Insomma, la giornata del 7 giugno non sarà soltanto l’occasione per migliorare la qualità della vita degli studenti del liceo Farnesina, che potranno godere di spazi all’aperto più belli e puliti partecipando in prima persona al loro recupero. Sarà anche – e soprattutto – l’opportunità per dimostrare come collaborando insieme i “cittadini, singoli e associati“, e le istituzioni possano davvero contribuire allo “svolgimento di attività di interesse generale” volte a migliorare la vita di tutti (articolo 118, ultimo comma della Costituzione).

 

IL PIANO OPERATIVO (clicca)

 

Dire, fare, comunicare

1 mar

Nell’ambito del progetto Rock your School la comunicazione riveste un ruolo fondamentale. Prendersi cura dei beni comuni, fare “manutenzione civica”, non è solo un’attività materiale volta a migliorare un ambiente di uso comune come un’aula scolastica o un giardino. L’obiettivo ultimo di questo progetto è quello di diffondere nella società, a partire dai suoi componenti più giovani, una nuova idea di cittadinanza ispirata al principio costituzionale di sussidiarietà orizzontale.

Il presupposto di questo principio è che i cittadini sono portatori non solo di bisogni ma anche di capacità. Capacità che, nelle giuste condizioni e con un atteggiamento positivo delle istituzioni, possono contribuire a dare soluzione ai problemi di interesse generale. E’ necessario però far conoscere al maggior numero possibile di persone, e in particolare alle nuove generazioni, l’esistenza di questa nuova opportunità. A partire dalle scuole coinvolte nel progetto.

A questo scopo la Dott.ssa Patrizia di Santo, dello Studio Come, ha incontrato alcuni studenti del Liceo Farnesina per discutere con loro del lavoro di animazione e comunicazione all’interno della scuola. Insieme hanno cercato di individuare le modalità più adatte per far conoscere l’iniziativa, e l’idea di cittadinanza che la ispira, a tutto l’istituto.
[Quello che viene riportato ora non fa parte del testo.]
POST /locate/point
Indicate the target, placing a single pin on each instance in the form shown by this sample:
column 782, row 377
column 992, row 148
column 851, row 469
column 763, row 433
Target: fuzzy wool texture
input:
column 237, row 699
L’incontro, che si è svolto lunedì 21 febbraio dalle 12 alle 14, ha visto la partecipazione di 10 studenti delle classi IV A e IV D accompagnati dalla Prof.ssa Gabriella Patti.

“Abbiamo scelto di far emergere direttamente dai ragazzi almeno le prime modalità di intervento, perché riteniamo sia importante che cresca in loro non solo la voglia ma anche il ‘coraggio’ di presentarsi come realizzatori di un progetto che vede gli studenti attori principali della progettazione e realizzazione del giardino della scuola”, ha spiegato la Dott.ssa Di Santo.

Le strategie di comunicazione elaborate, ovviamente, saranno svelate solo a tempo debito. Il prossimo incontro è previsto indicativamente per lunedì 7 marzo.